Testo di Giovanni Falagario


CIAO PINO


Un vuoto incolmabile.

Oggi, 28 marzo 2020, si è spento il Cavaliere Giuseppe Tulipani. Il garante della regione Puglia per le persone diversamente abili ha avuto un ictus. Nulla sono valsi i soccorsi. Il lascito di Pino, così voleva essere chiamato da tutti, è immenso. Il suo impegno per gli uomini, le donne,i bimbi e le bimbe in difficoltà sono esempio di spirito di servizio e amore per il prossimo.Io ho avuto la fortuna di conoscerlo. La sua amicizia mi ha cambiato in meglio la vita. Dico questo perché è certo sono tanti, tantissimi, quelli che possono testimoniare la stessa cosa. Pino aveva il dono, il carisma, di portare non solo requie nei cuori scossi dagli accidenti della vita, ma anche dì donare gioia. Forte di un senso etico fondato sui valori cristiani, sapeva trasformare ogni ostacolo della vita in strumento di emancipazione per chiunque gli chiedesse una mano.Era sempre lì, instancabile, ad aiutare chi avesse bisogno. Questo suo impegno è nato ben prima di ricoprire il ruolo istituzionale di garante. Pino è sempre stato con i più deboli, non è un caso, ma anzi una scelta consapevole, che abbia fondato l'associazione"Angeli della vita", una realtà composta da famiglie con almeno un componente disabile, che non solo si aiutano ma vivono la vita in amicizia.
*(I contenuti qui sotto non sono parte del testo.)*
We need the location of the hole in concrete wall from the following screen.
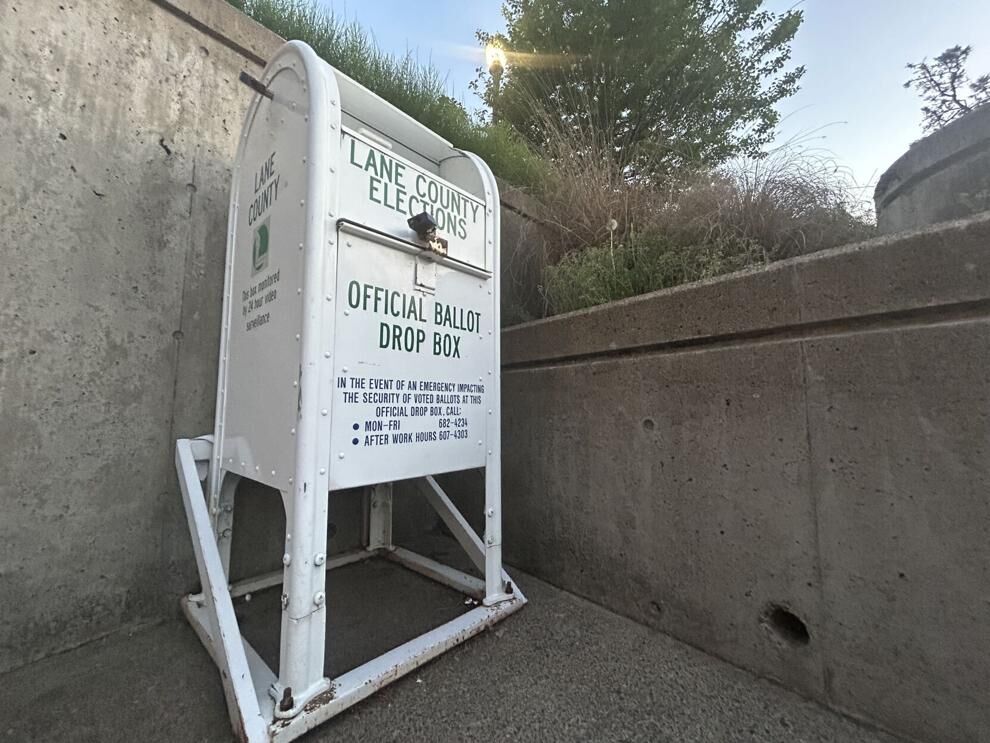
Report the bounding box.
[763,604,811,647]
Il messaggio che ci lascia Pino è proprio in quello che ha fatto per il benessere degli altri. Impossibile dimenticarlo, impossibile non sentire il suo contributo prezioso per rendere la vita quotidiana di tutti più bella. Come poter esprimere il senso di vicinanza alla sua amata famiglia, senza rischiare di esprimere pensieri insufficienti a disegnare l'umanità di Pino. l'unica cosa che posso dirvi che io che l'ho conosciuto, mi sento per questo una persona fortunata. Io ho avuto il privilegio di conoscere un uomo buono e di estremo valore.Mi mancherà come mancherà all'intera collettività che ha perso un uomo prezioso. Son certo che comunque la sua opera rimarrà per sempre patrimonio prezioso della comunità. Ma Pino, padre instancabile, mancherà soprattutto a sua moglie e ai suoi figli, a cui porgo un saluto.

LA PREGHIERA DEL PAPA




MAESTRO NON TI IMPORTA CHE SIAMO PERDUTI?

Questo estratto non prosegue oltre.